Walt Disney Studio’s uneven output during the 1970-1980s was a cause for dis-concern amongst those that had grown up with the seminal classics from the mouse house. I didn’t grow interested in animated Disney pictures until The Little Mermaid, which also happened to be the hit that reignited the studio’s dominance. Going back and revisiting The Black Cauldron, over thirty years later, this in an undeniably weak entry in the venerable history of Disney classics.
Taran, a physically weak assistant pig keeper, is sent to retrieve a physic pig from the clutches of the evil Horned King.

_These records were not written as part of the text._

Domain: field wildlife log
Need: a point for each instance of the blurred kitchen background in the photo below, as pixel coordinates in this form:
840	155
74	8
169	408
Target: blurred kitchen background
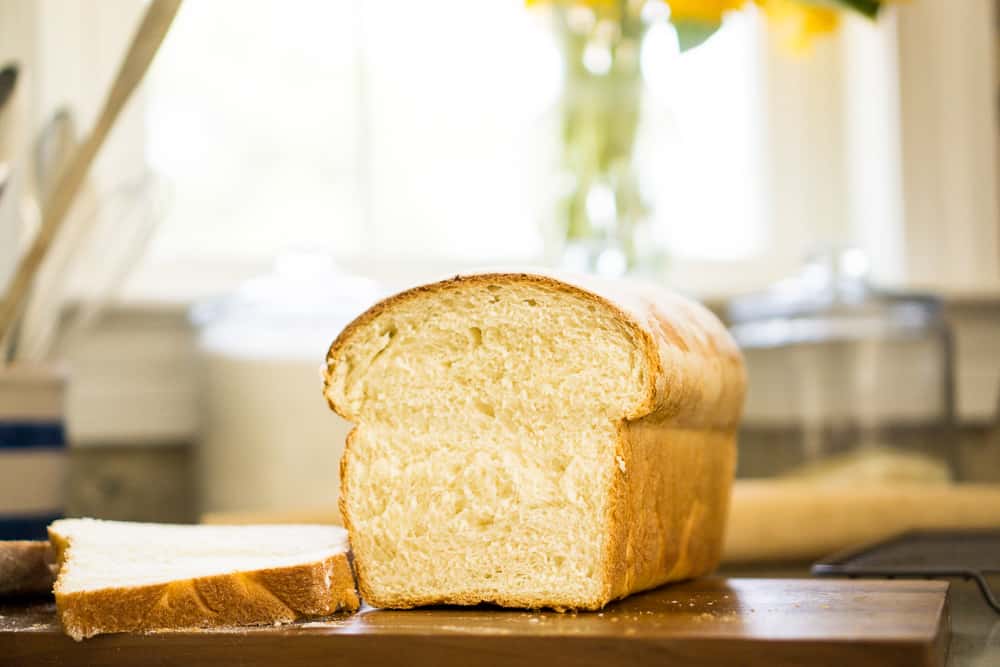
824	180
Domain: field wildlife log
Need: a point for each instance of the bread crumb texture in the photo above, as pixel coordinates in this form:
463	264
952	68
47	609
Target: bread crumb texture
526	441
126	577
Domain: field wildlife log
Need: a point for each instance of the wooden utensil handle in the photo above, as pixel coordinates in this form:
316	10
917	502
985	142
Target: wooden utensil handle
143	48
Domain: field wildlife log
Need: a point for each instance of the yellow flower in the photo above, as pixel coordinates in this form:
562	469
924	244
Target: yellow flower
702	11
797	23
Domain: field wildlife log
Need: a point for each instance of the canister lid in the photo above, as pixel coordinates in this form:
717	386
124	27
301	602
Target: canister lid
293	312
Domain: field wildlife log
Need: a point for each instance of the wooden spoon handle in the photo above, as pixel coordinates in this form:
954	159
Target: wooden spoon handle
145	43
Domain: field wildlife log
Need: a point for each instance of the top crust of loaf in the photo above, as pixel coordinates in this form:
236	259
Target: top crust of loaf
696	375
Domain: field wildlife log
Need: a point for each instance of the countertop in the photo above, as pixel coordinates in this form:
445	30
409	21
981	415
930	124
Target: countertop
975	626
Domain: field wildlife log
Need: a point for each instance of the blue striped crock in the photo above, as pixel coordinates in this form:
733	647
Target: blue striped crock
33	455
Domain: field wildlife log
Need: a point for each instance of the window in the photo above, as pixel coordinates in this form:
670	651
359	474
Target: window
423	131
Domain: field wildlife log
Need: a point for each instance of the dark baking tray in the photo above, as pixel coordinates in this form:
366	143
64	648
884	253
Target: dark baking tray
969	554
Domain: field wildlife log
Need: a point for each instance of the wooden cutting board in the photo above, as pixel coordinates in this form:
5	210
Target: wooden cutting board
709	622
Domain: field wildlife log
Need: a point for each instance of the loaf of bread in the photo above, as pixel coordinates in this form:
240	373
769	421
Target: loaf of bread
534	442
123	577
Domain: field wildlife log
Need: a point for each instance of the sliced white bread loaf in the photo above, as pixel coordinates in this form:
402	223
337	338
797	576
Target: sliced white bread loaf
534	442
123	577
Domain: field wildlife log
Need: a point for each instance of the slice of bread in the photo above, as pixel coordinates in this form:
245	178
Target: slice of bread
116	576
534	442
25	567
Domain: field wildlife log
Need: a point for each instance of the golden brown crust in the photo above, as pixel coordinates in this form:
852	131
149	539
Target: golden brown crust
259	597
675	455
25	567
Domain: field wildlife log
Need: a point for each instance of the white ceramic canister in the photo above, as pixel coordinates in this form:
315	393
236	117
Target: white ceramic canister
33	456
269	441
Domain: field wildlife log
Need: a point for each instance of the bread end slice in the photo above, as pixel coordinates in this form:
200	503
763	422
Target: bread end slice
533	442
122	577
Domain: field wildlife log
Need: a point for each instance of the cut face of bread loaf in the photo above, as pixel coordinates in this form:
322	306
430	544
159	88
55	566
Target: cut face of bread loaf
117	576
534	442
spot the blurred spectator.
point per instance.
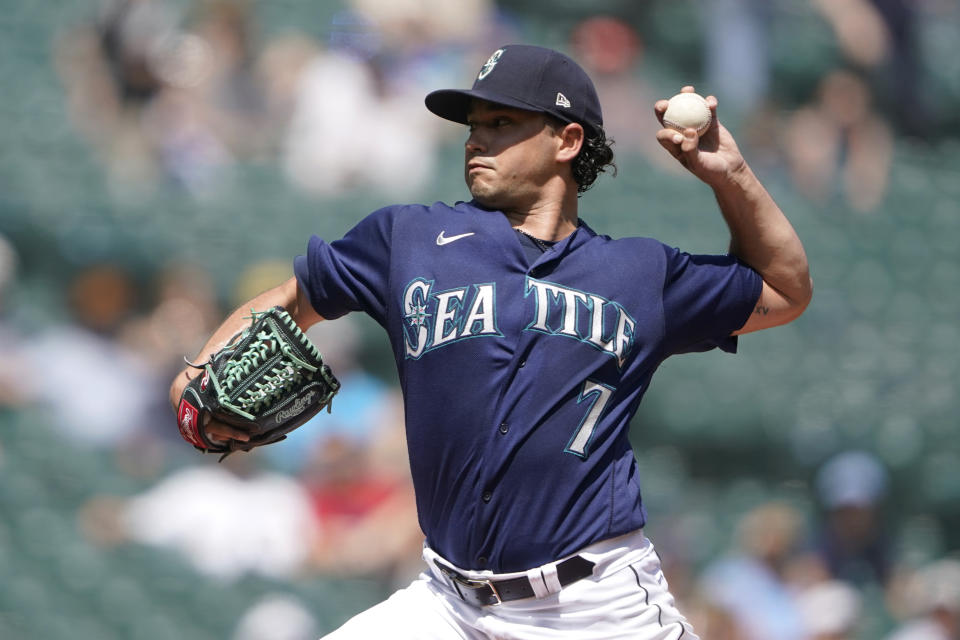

Everyone is searching for the magical Black Cauldron, which contains an unholy force that will give it’s owner the power to take over the world. With the help of a magical sword, a clairvoyant pig, an escaped chamber maid and a broken-down minstrel, Taran takes-on dragons, witches, and the King’s army. Along the path he will discover friendship and the meaning of courage.
If the story doesn’t hold together, that may be the cause of backstage shake-ups in the corporate offices. Rumor has it, newly appointed Studio brass ordered excessive cuts and re-animating certain scenes. Perhaps its a feat that the movie plays at all then. Whatever the case, Taran would be the last male protagonists for Disney until their 1992 megahit Aladdin.